在方才那电光石火惊险的一刻,安公公不知是哪来的力量,竟挣月兑禁卫军的钳制,奋力一冲,挡在儿子身前,金玄宾收势不及,正好让他为安无肆承受了这一剑。
全关关和君芷衣见安无肆没事,虽然很对不起安公公,可两人同时松了口气,庆幸躺在地上的不是前者。
“一大清早的,这里在吵些什么?”
亦闻讯而来的太子愕然地看着眼前这一幕,发生了什么事,让父皇如此动怒?
“啊,对了,那个刺青我就是在二姐姐的脚底看过。”
空气因为全关关的突然一句低呼,沉凝了下来。
“什么刺青?”金玄宾挑眉一问,心头隐隐浮现一个念头,难道会是……
她一击掌,“就是看到大哥哥我才想起来的,难怪觉得那么眼熟……”
“什么刺青你倒也说清楚啊!”君芷衣也急了。
“小时候我和二姐姐玩耍时,曾见过她脚底有一道金色刺青……不过图案好像不太一样,二姐姐的是一截龙身,龙爪上玩着太阳……”她想了想,有些疑惑地道。
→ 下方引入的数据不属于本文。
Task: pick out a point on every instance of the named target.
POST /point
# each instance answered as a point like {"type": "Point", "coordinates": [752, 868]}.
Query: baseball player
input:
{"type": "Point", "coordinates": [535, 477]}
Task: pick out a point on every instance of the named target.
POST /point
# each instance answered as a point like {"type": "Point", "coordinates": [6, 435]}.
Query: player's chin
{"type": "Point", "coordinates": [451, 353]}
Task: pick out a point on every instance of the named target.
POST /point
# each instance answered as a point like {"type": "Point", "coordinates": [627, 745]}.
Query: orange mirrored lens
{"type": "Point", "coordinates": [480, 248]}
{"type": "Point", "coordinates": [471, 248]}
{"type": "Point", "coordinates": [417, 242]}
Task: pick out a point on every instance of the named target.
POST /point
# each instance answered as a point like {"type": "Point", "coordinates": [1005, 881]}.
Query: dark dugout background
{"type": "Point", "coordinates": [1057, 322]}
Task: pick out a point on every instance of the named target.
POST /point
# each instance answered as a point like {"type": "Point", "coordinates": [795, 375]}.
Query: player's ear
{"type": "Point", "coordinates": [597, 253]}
“琉心,你在哪里看到一样……不,类似的刺青?”金玄宾问着,声音不自觉地有些颤抖。
“咦,好像大哥哥和三姐姐也有,那时寻回大哥哥时,姨母告诉过我,就是凭着他们脚底的记号才找到……找到!啊!不会吧!”她忍地尖叫一声。
“琉心啊,你知道些什么倒是快说呀!”金玄宾和君芷衣急得一颗心都快跳出喉口来了。
“原来无肆就是四哥哥!”她惊讶地看着安无肆。
“什么?!”
在场众人闻言莫不大吃一惊,这怎么可能呢?扣押着安无肆的禁卫军们,也吓得纷纷松开了手。
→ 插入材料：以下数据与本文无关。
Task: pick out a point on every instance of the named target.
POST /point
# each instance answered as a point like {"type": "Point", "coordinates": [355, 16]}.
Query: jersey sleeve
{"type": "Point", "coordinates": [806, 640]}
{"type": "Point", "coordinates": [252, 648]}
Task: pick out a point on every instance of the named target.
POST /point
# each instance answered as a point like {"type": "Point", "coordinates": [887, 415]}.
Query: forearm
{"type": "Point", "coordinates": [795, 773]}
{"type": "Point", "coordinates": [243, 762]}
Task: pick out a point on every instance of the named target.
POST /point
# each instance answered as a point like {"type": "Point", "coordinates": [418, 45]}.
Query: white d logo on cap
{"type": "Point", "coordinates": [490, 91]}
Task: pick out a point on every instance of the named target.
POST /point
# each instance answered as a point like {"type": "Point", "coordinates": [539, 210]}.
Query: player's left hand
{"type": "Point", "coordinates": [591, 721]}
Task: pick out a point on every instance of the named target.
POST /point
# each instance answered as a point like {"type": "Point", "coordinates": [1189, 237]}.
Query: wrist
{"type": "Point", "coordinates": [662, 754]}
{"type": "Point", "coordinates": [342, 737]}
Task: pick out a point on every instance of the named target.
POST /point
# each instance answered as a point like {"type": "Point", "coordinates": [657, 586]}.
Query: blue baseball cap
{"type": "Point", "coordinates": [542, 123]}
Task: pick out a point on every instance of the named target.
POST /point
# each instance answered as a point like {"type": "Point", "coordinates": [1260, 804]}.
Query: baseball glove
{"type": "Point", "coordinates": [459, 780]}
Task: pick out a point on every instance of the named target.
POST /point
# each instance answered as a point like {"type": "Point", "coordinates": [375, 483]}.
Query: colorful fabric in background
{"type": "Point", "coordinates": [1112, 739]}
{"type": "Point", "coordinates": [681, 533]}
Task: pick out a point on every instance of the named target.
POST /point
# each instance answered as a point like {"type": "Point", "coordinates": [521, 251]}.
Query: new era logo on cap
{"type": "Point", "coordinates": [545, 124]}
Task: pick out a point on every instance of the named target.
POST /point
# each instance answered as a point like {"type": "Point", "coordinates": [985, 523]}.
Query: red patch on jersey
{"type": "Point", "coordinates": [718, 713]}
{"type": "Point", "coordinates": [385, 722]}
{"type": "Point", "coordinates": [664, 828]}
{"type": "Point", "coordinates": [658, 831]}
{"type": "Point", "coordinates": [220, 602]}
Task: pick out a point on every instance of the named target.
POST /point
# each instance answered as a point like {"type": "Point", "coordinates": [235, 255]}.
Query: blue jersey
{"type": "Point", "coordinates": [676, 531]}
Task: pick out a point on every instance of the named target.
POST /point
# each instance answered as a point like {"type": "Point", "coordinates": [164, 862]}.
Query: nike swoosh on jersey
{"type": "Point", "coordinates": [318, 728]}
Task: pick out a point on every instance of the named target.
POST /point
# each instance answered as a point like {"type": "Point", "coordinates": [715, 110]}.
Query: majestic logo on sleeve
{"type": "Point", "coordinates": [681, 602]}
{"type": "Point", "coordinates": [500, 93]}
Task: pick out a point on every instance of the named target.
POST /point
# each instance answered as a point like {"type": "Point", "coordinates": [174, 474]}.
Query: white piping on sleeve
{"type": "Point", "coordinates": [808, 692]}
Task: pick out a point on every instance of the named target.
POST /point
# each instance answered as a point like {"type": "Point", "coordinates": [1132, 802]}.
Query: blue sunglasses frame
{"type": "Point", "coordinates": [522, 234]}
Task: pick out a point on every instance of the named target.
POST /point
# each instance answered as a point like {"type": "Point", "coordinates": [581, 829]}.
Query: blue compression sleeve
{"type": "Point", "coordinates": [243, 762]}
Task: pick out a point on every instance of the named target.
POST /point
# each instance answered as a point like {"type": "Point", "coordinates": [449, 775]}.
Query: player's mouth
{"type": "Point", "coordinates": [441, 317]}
“老天爷,原来我竟然是……”安无肆不敢置信,刚刚他所以为的杀父仇人,居然会是他的亲生父亲?
那这么说,君姨不就是……他娘了吗?
不,不可能的,他就要被收押处斩了,怎么可能会发生这种事,一定是关关为了帮他逃月兑生天,才想出来的鳖脚籍口……他才不会相信!
“我的儿呀!”君芷衣泪已流得跟什么似,不顾一切地冲过去抱住自个失散了一十七年的苦命孩儿。
她就知道,她就知道,自己不是平白无故心疼这孩儿的,原来他是她的亲生骨肉啊!
“不,我不是,君姨你认错人了。”安无肆别开脸去—怎么样也不愿相信这个事实。
君芷衣心痛难耐,她的儿子居然不认她?!气血一攻心,她竟晕眩过去。
安无肆眼明手快地一把揽住了她,“君姨……”
“你……到底是不是朕的四皇儿呀?”金玄宾眼底溘满了泪,琉心丫头不会乱说话,他一定是,一定是!
“我……”看着他,又看看躺在地上的安公公,就算他是他的儿,他又怎么能认?
金日黎走上前去,毫无预警地就向安无肆使出一招擒拿手袭他下盘,趁其揽着皇后无法还手而轻易得逞,点住他膝后大穴。
安无肆腿一麻,就这么硬生生跪下。
“得罪了。”
低头一看,果然,他和自己右脚同一位置上,刺着一尾活灵活现的金龙部分龙身,他的正是龙尾拨云。
见状大喜,金日黎看着金玄宾肯定地一点头,“是四弟没错!”
当年,年轻的金玄宾练有刺青之术,于四个皇子皇女出生满月之时,在四人脚底分刺金色巨龙,以征金氏一朝遨龙翔天精神。太子为龙首,炯炯龙睛、长须腾跃;二公主为龙身伴日、三公主是龙爪舞月。刺这金龙原意是庆祝,没想到后来竟会成了骨肉分散后相认的凭据。
三个孩儿出宫时身无长物,就这脚底金龙能证明他们是皇族中人而已。
“我儿——”金玄宾殷切一唤,泪如泉涌,今早的变故着实太大,会找回他的四皇儿,更是他始料未及的。
金日黎解开安无肆穴道,但他仍跪在地上。
“我……”看看在自己怀中昏迷的君芷衣,身旁躺着动也不动的安公公,耳边听着金玄宾的呼唤,一时间他不知该如何是好。
“安公公还有气息,他没死!”
一名禁卫军眼尖发现安公公手指微微颤动着,连忙扬声一喊。
“快!快宣太医。”金玄宾急忙下令,希望能赶紧挽回他无意中犯下的错。
天已大亮,薜荔阁里里外外人群进进出出,脸上渐次有了笑容。
昨夜风雨早远扬,晴空煦日正好。